On Saturday, 3 June 2017 at 20:29:04 UTC, Stanislav Blinov wrote:
> On Saturday, 3 June 2017 at 20:18:59 UTC, Basile B. wrote:
>> On Saturday, 3 June 2017 at 18:45:56 UTC, Jacob Carlborg wrote:
>>> On 2017-06-03 20:31, Russel Winder via Digitalmars-d wrote:
>>>
>>>> But is this sort guaranteed to happen at compile time rather 
>>>> than
>>>> runtime?
>>>
>>> Yes. It's the context that decides if it occurs at compile 
>>> time or at runtime.
>>>
>>> Something declared as "static" or "enum" requires that the 
>>> value can be evaluated at compile time.
>>
>> Meeep. Wrong. The example is just wrong. 'static auto b = ...' 
>> is not a compile-time variable. It's just a variable that's 
>> like a global but declared within a function.

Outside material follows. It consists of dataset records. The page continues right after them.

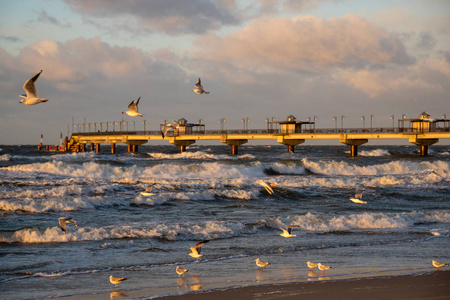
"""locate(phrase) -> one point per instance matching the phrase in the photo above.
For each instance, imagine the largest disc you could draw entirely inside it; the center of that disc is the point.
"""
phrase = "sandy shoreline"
(429, 285)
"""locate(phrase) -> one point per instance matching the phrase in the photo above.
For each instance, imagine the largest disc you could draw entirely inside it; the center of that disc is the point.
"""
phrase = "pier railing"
(266, 131)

>> Remember the singleton pattern using 'static Stuff instance'.
>
> Meep. Wrong :)
>
> Static initializers for static variables and constants are 
> evaluated at compile time, initializing them with runtime 
> values is a compile-time error.
> Yes, you can't do a static assert on b. It's still initialized 
> at compile time though.

Actually i know where my error comes from. It comes from "static 
immutable".
Since "static immutable" can be used in place of "enum" i've 
assumed that this was the real intention and not "static auto...".